Grimalda claimed that he was called a ‘big man’ by communities in the Solomon Island

He was arrested by German police after he and eight others glued themselves to the floor of a VW factory 

Grimalda told the Guardian he wants to make the 14,000 mile journey back to Europe only using a mix of cargo ships, ferries, trains and coaches. 

He claims that the two-month long journey will reduce his output by 3.6 tonnes. 

The climate scientist has spent the last six months studying the impacts of climate change and globalisation for the Kiel Institute. 

He was told that if he was not at his desk in Germany on Monday, he would be sacked. 

But as his deadline came and went, he was waiting in Buka Town, Bougainville, for a cargo ship. 

The group of nine activists from the Scientist Rebellion group glued their hands to the floor of the Autostadt, a Volkswagan museum in the northern city of Wolfsburg, Germany

A group of eco activists glued themselves to the floor of a Porsche showroom in Germany and vowed to remain there until their demands to decarbonise the German transport sector were met

The eco activists sat on the floor – surrounded by the Porsches – for nearly 24 hours and were refusing to leave after spending the night there

‘I have written to the president of my institute to tell him that I am not there today and that I’m going to travel back by ship and over land,’ he told the newspaper. 

‘I’m feeling OK now, [but] some of the past days were pretty traumatic because I didn’t expect this type of behaviour from people at my institute. But I think I’ve made the right choice.

‘Air travel is really the fastest way to burn fossil fuels, so the fastest way to walk ourselves towards catastrophe … So from my perspective, as an individual, flying is probably by far the activity in which I use most of my carbon budget.’  

This isn’t the first time the eco-warrior has taken an extended trip across the world. 

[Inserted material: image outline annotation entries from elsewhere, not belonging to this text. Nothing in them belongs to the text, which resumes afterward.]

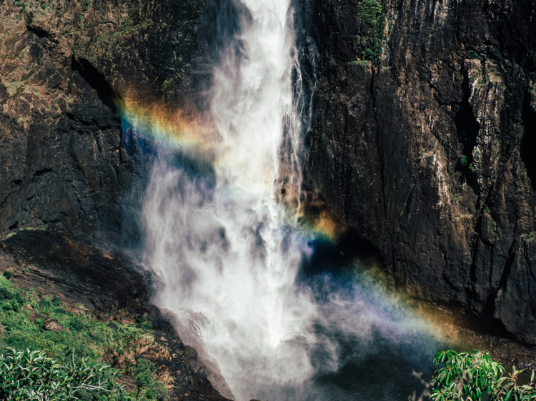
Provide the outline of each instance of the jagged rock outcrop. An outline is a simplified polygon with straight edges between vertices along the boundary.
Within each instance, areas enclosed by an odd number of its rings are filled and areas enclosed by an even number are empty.
[[[536,343],[536,3],[380,1],[376,64],[366,2],[301,4],[308,183],[411,294]]]
[[[187,111],[209,76],[204,3],[0,3],[0,234],[117,240],[152,151],[125,96]],[[132,233],[129,233],[131,235]]]

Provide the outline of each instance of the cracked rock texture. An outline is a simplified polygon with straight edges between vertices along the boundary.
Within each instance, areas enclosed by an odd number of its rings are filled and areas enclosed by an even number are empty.
[[[417,297],[536,344],[536,1],[301,4],[308,184]],[[507,331],[505,331],[505,329]]]
[[[307,186],[410,294],[536,344],[536,2],[382,0],[376,63],[363,1],[295,1]],[[202,111],[229,4],[0,0],[1,235],[136,236],[124,101]]]
[[[133,235],[153,151],[121,124],[124,100],[193,108],[204,5],[0,1],[0,234]]]

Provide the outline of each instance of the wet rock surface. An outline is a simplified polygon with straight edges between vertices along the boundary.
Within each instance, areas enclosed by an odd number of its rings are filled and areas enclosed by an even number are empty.
[[[195,108],[210,71],[204,9],[197,0],[0,4],[0,235],[136,236],[129,218],[154,151],[121,120],[124,100]]]
[[[534,1],[380,3],[377,64],[364,2],[301,3],[308,185],[410,294],[536,344]]]
[[[157,366],[157,378],[166,385],[171,400],[227,400],[205,374],[192,368],[187,347],[169,320],[147,303],[150,278],[126,255],[83,239],[23,231],[0,241],[0,272],[6,270],[12,273],[18,287],[34,288],[41,297],[57,296],[70,313],[84,308],[100,320],[109,321],[112,329],[118,327],[114,322],[134,324],[143,318],[149,323],[152,328],[128,353],[112,350],[104,355],[114,367],[128,372],[132,360],[148,359]],[[66,330],[46,316],[30,317],[36,319],[44,321],[45,330]],[[121,381],[127,389],[135,388],[136,380],[128,375]]]

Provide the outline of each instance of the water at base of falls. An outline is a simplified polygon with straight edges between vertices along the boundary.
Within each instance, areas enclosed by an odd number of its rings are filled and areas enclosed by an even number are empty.
[[[238,400],[405,400],[437,343],[359,266],[317,268],[319,243],[297,223],[290,1],[236,4],[240,30],[214,71],[209,156],[162,146],[152,168],[142,220],[144,263],[162,282],[154,302],[194,332]]]

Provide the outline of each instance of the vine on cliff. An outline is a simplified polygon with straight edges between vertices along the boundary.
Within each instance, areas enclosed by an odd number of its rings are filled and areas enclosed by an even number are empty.
[[[359,7],[359,21],[367,26],[366,31],[356,36],[363,59],[376,63],[382,54],[384,39],[385,13],[377,0],[363,0]]]

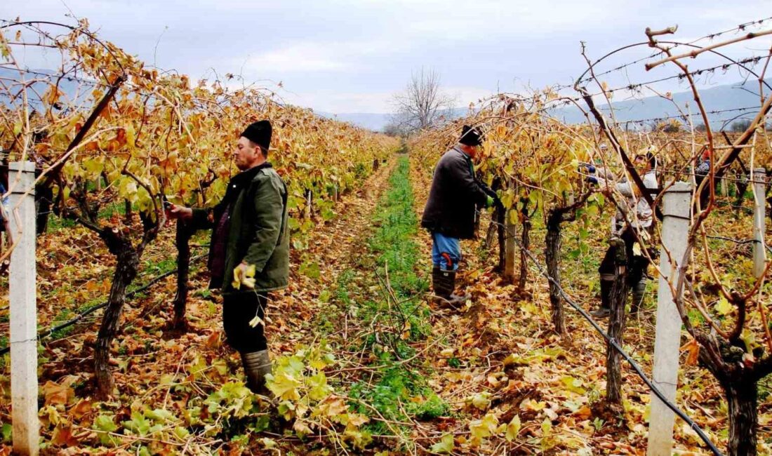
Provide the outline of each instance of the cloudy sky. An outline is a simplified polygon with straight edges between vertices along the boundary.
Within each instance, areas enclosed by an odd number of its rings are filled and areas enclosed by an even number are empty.
[[[497,91],[569,84],[585,69],[580,42],[598,57],[645,41],[644,29],[678,24],[692,40],[772,16],[766,0],[632,2],[554,0],[5,0],[0,18],[72,22],[93,29],[149,64],[193,78],[241,74],[286,101],[330,113],[387,113],[422,66],[441,74],[466,106]],[[772,21],[764,29],[772,27]],[[703,42],[704,43],[705,42]],[[735,46],[736,57],[765,53],[770,41]],[[623,52],[617,63],[643,56]],[[709,59],[699,62],[709,66]],[[615,61],[609,60],[613,66]],[[699,68],[699,66],[693,66]],[[609,67],[611,67],[609,66]],[[658,73],[659,72],[659,73]],[[612,86],[672,74],[642,64]],[[706,78],[726,83],[741,74]],[[720,79],[720,80],[719,80]],[[671,84],[669,83],[669,84]],[[663,90],[683,90],[674,82]]]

In February, he began documenting his journey from Germany to the Solomon Islands, and over the following 35 days he documented his travels. 

He said at the time in a post to X, formerly Twitter: ‘I did this journey as a sign of love, respect, and gratitude toward life on our planet. 

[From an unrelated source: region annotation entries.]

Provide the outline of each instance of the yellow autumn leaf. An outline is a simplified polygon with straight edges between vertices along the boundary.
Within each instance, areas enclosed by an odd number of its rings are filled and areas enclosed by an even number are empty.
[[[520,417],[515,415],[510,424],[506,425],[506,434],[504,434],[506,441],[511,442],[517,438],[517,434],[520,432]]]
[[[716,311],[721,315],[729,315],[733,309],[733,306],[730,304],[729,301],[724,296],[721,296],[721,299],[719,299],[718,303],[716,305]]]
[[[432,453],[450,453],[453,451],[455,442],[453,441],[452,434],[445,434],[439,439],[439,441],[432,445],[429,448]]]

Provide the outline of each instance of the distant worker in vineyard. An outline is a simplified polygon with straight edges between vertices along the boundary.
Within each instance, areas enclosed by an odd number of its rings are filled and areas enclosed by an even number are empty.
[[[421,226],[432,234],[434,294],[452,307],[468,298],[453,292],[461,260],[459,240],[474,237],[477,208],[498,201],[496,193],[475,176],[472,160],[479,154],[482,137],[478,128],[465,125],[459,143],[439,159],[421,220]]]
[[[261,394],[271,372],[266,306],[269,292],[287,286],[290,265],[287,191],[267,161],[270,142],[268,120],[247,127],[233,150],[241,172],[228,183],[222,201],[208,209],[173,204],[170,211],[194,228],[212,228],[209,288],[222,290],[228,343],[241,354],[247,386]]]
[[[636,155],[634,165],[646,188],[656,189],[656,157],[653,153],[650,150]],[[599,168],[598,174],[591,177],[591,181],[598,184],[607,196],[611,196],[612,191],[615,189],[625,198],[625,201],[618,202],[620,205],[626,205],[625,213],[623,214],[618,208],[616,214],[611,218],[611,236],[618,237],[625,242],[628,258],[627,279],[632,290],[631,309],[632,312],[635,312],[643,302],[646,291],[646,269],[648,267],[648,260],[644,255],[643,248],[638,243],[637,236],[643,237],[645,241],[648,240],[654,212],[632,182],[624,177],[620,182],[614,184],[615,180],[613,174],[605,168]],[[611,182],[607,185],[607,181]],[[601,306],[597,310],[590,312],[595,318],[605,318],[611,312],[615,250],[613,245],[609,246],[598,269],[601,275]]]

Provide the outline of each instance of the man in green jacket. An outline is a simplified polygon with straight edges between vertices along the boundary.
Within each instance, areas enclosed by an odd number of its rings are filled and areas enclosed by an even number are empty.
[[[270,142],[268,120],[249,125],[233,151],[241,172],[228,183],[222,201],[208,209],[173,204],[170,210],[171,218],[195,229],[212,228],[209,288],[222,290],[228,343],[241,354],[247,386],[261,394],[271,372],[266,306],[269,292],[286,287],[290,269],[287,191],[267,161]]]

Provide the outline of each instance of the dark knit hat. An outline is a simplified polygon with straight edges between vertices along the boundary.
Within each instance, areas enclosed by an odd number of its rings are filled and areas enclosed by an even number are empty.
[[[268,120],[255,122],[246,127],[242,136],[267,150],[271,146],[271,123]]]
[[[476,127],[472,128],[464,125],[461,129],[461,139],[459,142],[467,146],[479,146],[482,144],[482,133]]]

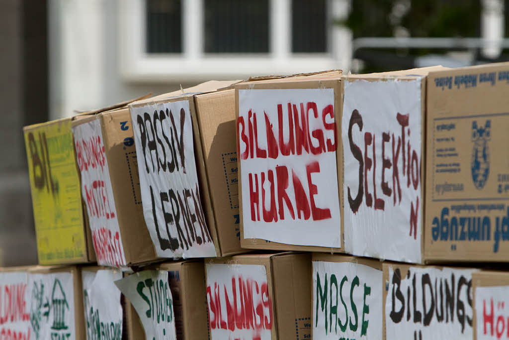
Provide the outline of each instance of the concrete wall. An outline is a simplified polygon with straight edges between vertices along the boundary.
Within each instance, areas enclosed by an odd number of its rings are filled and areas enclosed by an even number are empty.
[[[16,266],[37,263],[37,249],[32,211],[31,198],[26,168],[24,142],[21,129],[27,121],[40,117],[45,99],[31,98],[25,95],[37,90],[38,71],[32,58],[44,50],[32,50],[38,38],[31,35],[33,28],[45,18],[25,20],[26,2],[0,0],[0,266]],[[44,5],[43,1],[41,2]],[[35,4],[31,13],[36,13],[40,5]],[[44,6],[43,6],[44,9]],[[42,13],[43,17],[45,11]],[[42,32],[43,35],[44,31]],[[27,56],[30,54],[31,56]],[[27,63],[34,67],[27,67]],[[25,81],[32,75],[34,83]],[[43,86],[43,88],[44,86]],[[40,90],[40,88],[39,88]],[[40,94],[45,98],[46,93]],[[26,104],[30,100],[33,101]],[[33,113],[27,110],[39,107]],[[43,115],[44,115],[44,114]]]

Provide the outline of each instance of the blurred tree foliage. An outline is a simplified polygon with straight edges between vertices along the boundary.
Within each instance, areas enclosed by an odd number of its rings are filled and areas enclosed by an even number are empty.
[[[406,29],[412,37],[479,34],[480,0],[352,0],[351,4],[345,23],[354,38],[392,37],[397,27]],[[398,6],[408,7],[400,17],[394,13]]]
[[[504,1],[508,8],[509,0]],[[479,37],[480,13],[481,0],[352,0],[350,14],[343,23],[350,28],[354,39]],[[506,31],[508,21],[506,18]],[[377,71],[411,67],[417,56],[445,52],[436,49],[363,49],[355,57],[366,62],[363,71]]]

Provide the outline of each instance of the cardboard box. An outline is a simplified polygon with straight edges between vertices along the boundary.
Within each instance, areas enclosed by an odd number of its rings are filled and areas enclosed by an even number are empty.
[[[95,260],[67,118],[23,128],[39,264]]]
[[[30,339],[33,333],[30,313],[31,291],[28,286],[30,268],[0,268],[0,337]]]
[[[240,217],[235,143],[235,91],[224,90],[194,96],[196,118],[208,187],[201,183],[202,195],[209,196],[213,217],[208,225],[215,240],[216,254],[230,256],[244,252],[240,247]],[[202,163],[203,162],[203,163]],[[213,230],[215,230],[214,231]]]
[[[234,119],[233,92],[196,95],[237,81],[211,81],[129,106],[144,214],[159,257],[242,251],[222,161],[234,156],[234,136],[222,134]]]
[[[79,269],[75,266],[32,267],[28,282],[32,336],[85,340]]]
[[[173,298],[173,311],[177,338],[182,340],[209,337],[205,272],[203,260],[167,262],[147,267],[167,272]],[[139,318],[129,303],[128,338],[145,338]]]
[[[344,76],[347,252],[422,263],[426,77],[443,68]]]
[[[472,274],[474,340],[507,338],[509,273],[482,271]]]
[[[341,74],[235,85],[243,248],[343,251]]]
[[[157,259],[143,217],[129,109],[83,117],[72,129],[98,262],[120,268]],[[104,186],[93,189],[97,181]],[[106,193],[103,202],[94,199],[96,192]]]
[[[86,338],[126,338],[122,335],[125,326],[123,299],[115,283],[122,278],[122,272],[98,266],[80,269]]]
[[[177,338],[174,300],[168,272],[143,270],[115,284],[126,298],[127,338]]]
[[[314,253],[312,338],[381,339],[382,276],[378,260]]]
[[[95,262],[71,126],[132,101],[23,128],[40,264]]]
[[[425,258],[506,261],[509,63],[430,73]]]
[[[383,263],[384,339],[473,337],[471,268]]]
[[[210,338],[307,339],[311,255],[205,259]]]

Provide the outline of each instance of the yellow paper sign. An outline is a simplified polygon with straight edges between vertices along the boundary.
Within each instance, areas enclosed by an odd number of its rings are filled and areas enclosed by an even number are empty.
[[[79,175],[71,119],[24,130],[39,263],[86,261]]]

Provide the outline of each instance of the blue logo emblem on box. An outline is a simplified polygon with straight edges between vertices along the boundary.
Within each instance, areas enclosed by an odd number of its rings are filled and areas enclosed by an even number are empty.
[[[484,126],[477,126],[477,121],[472,122],[472,179],[478,189],[482,189],[486,184],[490,173],[490,150],[488,141],[491,138],[491,121],[486,121]]]

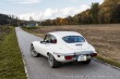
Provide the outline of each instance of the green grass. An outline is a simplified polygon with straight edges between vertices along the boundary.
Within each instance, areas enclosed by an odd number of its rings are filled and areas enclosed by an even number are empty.
[[[26,79],[15,29],[0,40],[0,79]]]

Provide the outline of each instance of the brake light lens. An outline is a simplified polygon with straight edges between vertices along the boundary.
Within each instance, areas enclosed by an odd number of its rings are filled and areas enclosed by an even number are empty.
[[[72,60],[73,56],[65,56],[65,60]]]

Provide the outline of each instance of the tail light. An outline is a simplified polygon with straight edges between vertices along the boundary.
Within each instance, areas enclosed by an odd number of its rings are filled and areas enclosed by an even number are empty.
[[[73,56],[65,56],[65,60],[72,60]]]
[[[91,54],[91,56],[92,56],[92,57],[97,56],[97,53],[93,53],[93,54]]]

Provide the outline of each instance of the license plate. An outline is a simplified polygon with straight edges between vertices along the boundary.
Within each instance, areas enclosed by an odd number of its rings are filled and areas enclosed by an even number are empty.
[[[77,62],[86,61],[86,55],[80,55]]]

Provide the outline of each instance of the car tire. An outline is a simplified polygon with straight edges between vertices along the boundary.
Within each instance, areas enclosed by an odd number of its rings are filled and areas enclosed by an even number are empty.
[[[34,57],[38,57],[40,54],[35,51],[34,45],[31,45],[31,55]]]
[[[88,65],[91,63],[91,60],[87,60],[87,61],[82,62],[82,63],[85,64],[85,65]]]
[[[48,63],[51,68],[57,68],[59,67],[60,64],[59,62],[56,61],[52,54],[48,54]]]

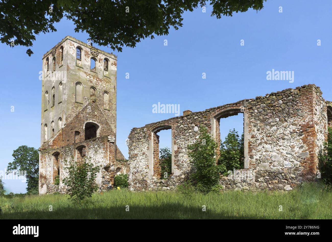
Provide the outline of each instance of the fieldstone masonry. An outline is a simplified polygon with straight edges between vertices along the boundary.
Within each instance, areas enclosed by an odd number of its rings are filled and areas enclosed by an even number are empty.
[[[221,176],[223,189],[289,191],[316,180],[318,154],[332,124],[332,104],[322,94],[319,87],[309,84],[201,112],[186,110],[183,116],[134,128],[127,142],[130,189],[174,189],[190,173],[187,147],[198,138],[198,127],[207,127],[220,146],[220,119],[240,113],[244,120],[245,169],[235,175]],[[170,128],[173,174],[165,178],[160,174],[157,133]]]
[[[43,57],[40,193],[66,192],[71,159],[100,166],[96,182],[102,189],[128,171],[116,145],[117,61],[69,36]]]

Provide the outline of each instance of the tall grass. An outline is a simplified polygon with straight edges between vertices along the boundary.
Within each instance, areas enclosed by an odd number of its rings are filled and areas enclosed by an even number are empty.
[[[331,202],[332,193],[311,183],[288,192],[115,190],[96,193],[84,205],[61,194],[0,198],[0,218],[331,219]]]

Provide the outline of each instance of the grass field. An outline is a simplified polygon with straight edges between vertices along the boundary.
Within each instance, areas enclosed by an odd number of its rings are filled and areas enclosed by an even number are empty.
[[[0,197],[0,218],[332,218],[332,193],[305,185],[288,192],[113,190],[94,194],[84,205],[60,194]]]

‘I don’t know if what I did was pointless or whether, like in a Shakespeare tragedy, in a world of madness the maddest actions are the most normal. I simply felt it was the right thing to do.’

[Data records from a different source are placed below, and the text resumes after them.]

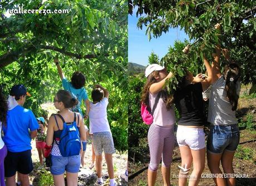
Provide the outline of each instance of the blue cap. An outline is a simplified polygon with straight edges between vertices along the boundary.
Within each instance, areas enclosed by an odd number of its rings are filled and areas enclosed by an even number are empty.
[[[23,95],[31,96],[31,95],[27,92],[27,89],[23,84],[16,84],[11,89],[10,95],[19,97]]]
[[[38,121],[41,121],[43,123],[45,123],[45,118],[43,117],[39,117],[36,118],[36,119],[37,119]]]

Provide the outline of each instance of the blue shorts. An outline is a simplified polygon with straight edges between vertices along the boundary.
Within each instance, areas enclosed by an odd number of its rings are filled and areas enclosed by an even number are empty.
[[[207,140],[207,150],[222,154],[224,150],[234,152],[239,144],[240,133],[237,124],[211,125]]]
[[[51,173],[53,175],[64,174],[65,170],[71,173],[76,173],[80,167],[80,155],[63,157],[61,155],[51,155],[52,165]]]
[[[83,151],[86,150],[86,142],[82,142],[82,144],[83,145]]]

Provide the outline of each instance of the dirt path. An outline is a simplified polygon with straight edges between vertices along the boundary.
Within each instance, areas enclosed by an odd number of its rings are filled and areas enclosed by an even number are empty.
[[[32,158],[33,162],[36,163],[37,165],[39,165],[39,158],[37,153],[37,150],[36,148],[36,142],[33,140],[32,142]],[[86,147],[86,151],[85,155],[85,165],[83,168],[81,168],[81,170],[83,171],[86,169],[85,171],[90,172],[90,169],[88,168],[92,162],[92,145],[89,142],[89,144],[87,144]],[[125,182],[123,182],[120,179],[120,175],[125,170],[126,168],[126,163],[127,159],[127,154],[120,154],[119,153],[116,153],[113,155],[113,163],[114,163],[114,168],[115,172],[115,178],[116,180],[118,182],[119,185],[128,185],[127,183]],[[36,167],[36,166],[35,166]],[[38,166],[36,166],[37,167]],[[92,172],[96,172],[95,167],[94,167],[92,170]],[[104,175],[107,175],[107,168],[106,163],[106,161],[103,158],[102,161],[102,175],[104,177]],[[30,178],[31,184],[32,184],[33,178],[33,177]],[[107,185],[107,184],[106,184]],[[34,184],[34,186],[36,186]]]

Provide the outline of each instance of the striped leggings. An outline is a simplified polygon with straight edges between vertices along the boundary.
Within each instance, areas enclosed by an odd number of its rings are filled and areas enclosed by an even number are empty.
[[[170,166],[175,142],[174,125],[163,127],[151,124],[147,134],[147,140],[150,153],[149,169],[156,171],[161,158],[162,166]]]

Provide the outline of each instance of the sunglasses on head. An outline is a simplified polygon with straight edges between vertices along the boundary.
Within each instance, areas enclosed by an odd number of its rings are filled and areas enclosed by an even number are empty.
[[[53,103],[55,102],[60,102],[58,100],[56,99],[55,98],[53,98]]]

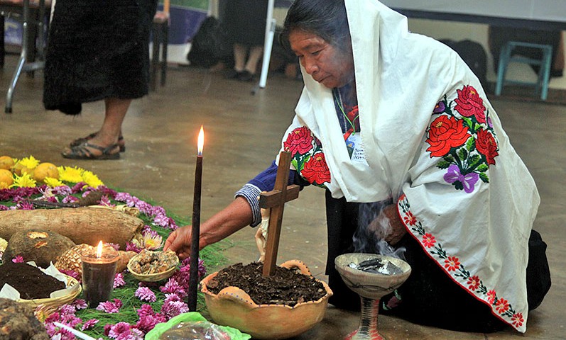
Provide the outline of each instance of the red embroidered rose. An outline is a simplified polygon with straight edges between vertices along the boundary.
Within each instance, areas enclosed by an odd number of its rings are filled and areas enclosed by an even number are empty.
[[[456,102],[455,110],[464,117],[475,115],[478,123],[486,123],[486,107],[484,106],[484,100],[474,86],[467,85],[461,90],[456,90],[456,92],[458,94],[458,98],[454,100]]]
[[[523,323],[525,322],[525,319],[523,318],[523,313],[513,314],[511,317],[511,322],[516,327],[523,326]]]
[[[441,115],[430,124],[426,140],[430,147],[427,151],[430,152],[430,158],[442,157],[452,147],[463,145],[469,137],[468,128],[464,126],[462,120]]]
[[[468,289],[475,290],[478,287],[479,287],[479,278],[477,276],[474,275],[468,278]]]
[[[487,302],[489,302],[489,305],[493,305],[495,302],[496,293],[495,290],[493,289],[487,292]]]
[[[434,236],[428,232],[423,235],[423,244],[427,248],[433,247],[435,246],[435,243],[436,243],[436,239],[435,239]]]
[[[312,184],[330,183],[330,171],[326,164],[325,154],[315,154],[305,163],[305,167],[300,171],[303,177]]]
[[[295,156],[295,154],[298,152],[305,154],[312,149],[312,140],[310,130],[305,126],[302,126],[291,131],[287,136],[287,140],[283,142],[283,147],[285,151],[291,153],[291,157]]]
[[[495,310],[499,314],[504,314],[509,309],[509,302],[505,299],[499,299],[495,303]]]
[[[453,271],[459,268],[460,261],[456,256],[448,256],[448,259],[444,260],[444,268],[447,268],[448,271]]]
[[[477,133],[476,149],[486,157],[488,164],[494,164],[495,157],[499,154],[497,153],[497,142],[494,135],[491,132],[484,129],[478,130]]]

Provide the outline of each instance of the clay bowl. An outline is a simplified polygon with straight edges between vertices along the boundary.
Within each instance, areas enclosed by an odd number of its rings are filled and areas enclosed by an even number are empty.
[[[403,271],[396,275],[368,273],[350,268],[350,264],[359,264],[366,260],[381,259],[387,260]],[[399,288],[410,275],[410,266],[394,257],[376,254],[348,253],[334,259],[336,270],[349,288],[360,296],[369,299],[379,299]]]
[[[288,261],[281,266],[296,268],[303,274],[311,276],[305,264],[298,260]],[[212,273],[200,282],[210,316],[215,323],[236,328],[254,339],[287,339],[303,333],[322,319],[328,298],[332,295],[326,283],[317,280],[322,283],[327,293],[317,301],[298,303],[293,307],[257,305],[237,287],[227,287],[217,295],[209,292],[207,283],[217,273]]]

He took more than a month to travel from Germany to Papau New Guinea earlier this year

Despite this being work excursion, he admitted that his return to Germany is well overdue. His fieldwork was reportedly meant to end in July, and he was supposed to have returned by September 10. 

But he claimed that he faced several delays, including being held for ransom by bandits, thefts of his equipment and significant difficulties in getting local communities to speak with him.

‘It takes time to build trust between communities and a ‘white man’ – as I am always referred to – so that several communities requested me to go and explain the contents of the research twice or even thrice before the start of the field work,’ he said.  

In one photo shared to X, he claimed to have been crowned ‘big man’ by local women in the Solomon Islands. 

MailOnline has contacted the Kiel Institute for comment.